As expected from Halo titles now, throughout all these modes you will have the file share system where all of your games are automatically recorded ready for you to play them back, freeze frame, saving screenshots or even entire fights and upload them to the games file share system allowing you to share fantastic moments of sheer skill (*cough* complete luck) with the rest of the world. And if that wasn’t enough… there is more.
If having the common (I wish) and easy feature of being able to watch back every game and document all achievements in a game isn’t fancy enough, you’ll now be able to define your own game types by tweaking a games settings to a fine detail allowing you to create a new breed of mayhem that can be shared between you and other players.
The game’s level designer, Forge, has also had a very large update where you are now able to create levels to a far finer detail, such as being able to rotate objects at set rotations, lock assets in the game world or even through the games environments – which in this case will be Forge World, a large empty canvas which pretty surroundings in order to build around or into. Forge still isn’t the best level designing system used in a game, even older lower budget games such as Far Cry 2 surpass it in feature sets and the much needed ability to shape landmass, but none the less it provides a solid enough backbone to create some particularly interesting levels.

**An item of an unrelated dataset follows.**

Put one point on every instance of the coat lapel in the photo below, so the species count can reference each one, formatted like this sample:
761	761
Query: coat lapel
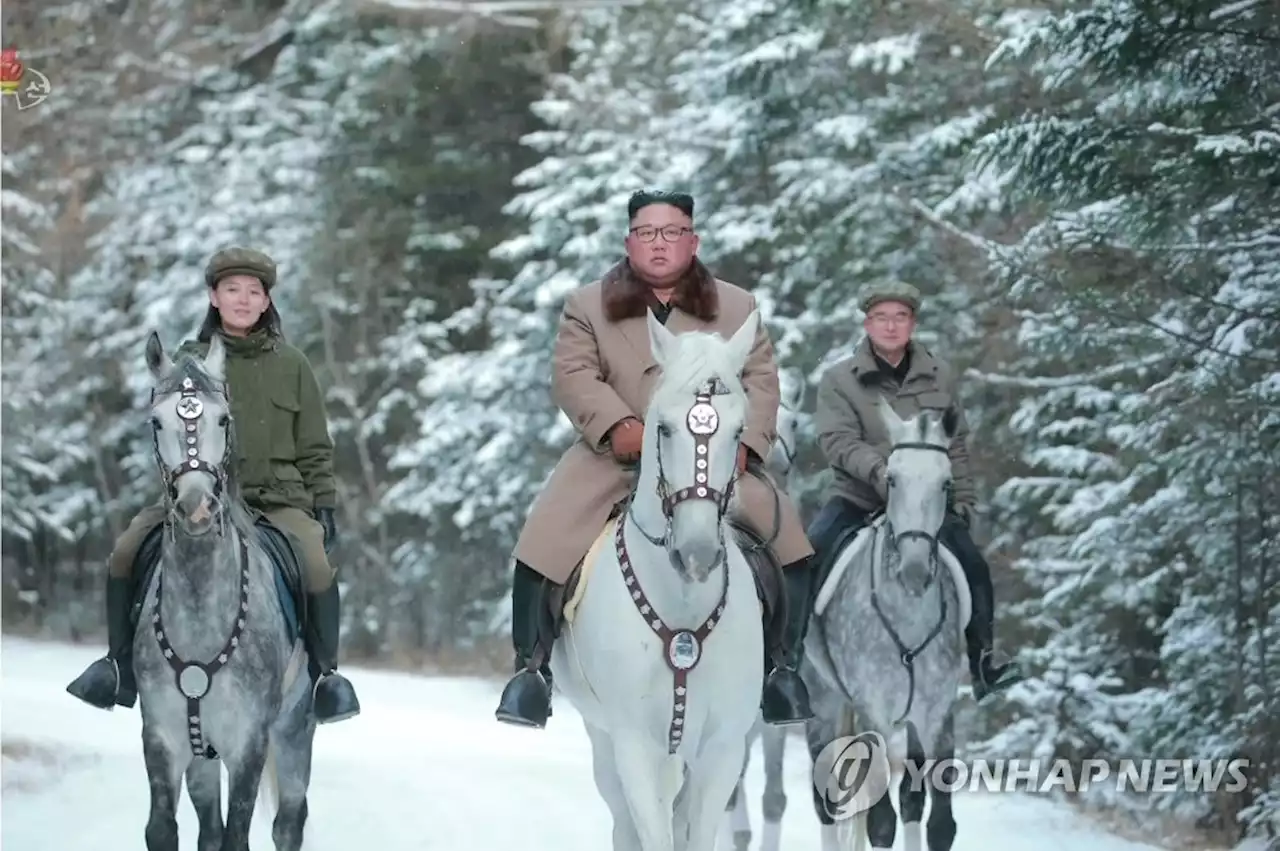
636	334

It is also worth mentioning that anything you create (be it in game types or levels) can be shared with the world, via popular download lists or if you are lucky a community spotlight feature by Bungie for all players to see. The only complain with this is that more could have been done to create a community beehive of creation, giving everyone a chance for their creations to receive greater attention.
In closing, Halo Reach is a must have title for any fan of the series (which by now, you should know if you are or not) and even if you aren’t a fan of the previous titles you may find that the lengths Bungie have gone to refine their formula will now win you over. The next developer on the Halo franchise may achieve success, no one can say for sure just yet, but either way Halo Reach marks the end of an era in Bungie’s take for the franchise and any gamer should see them off, even if it is by simply annoying me in multiplayer screaming like a little girl (yes, they still exist).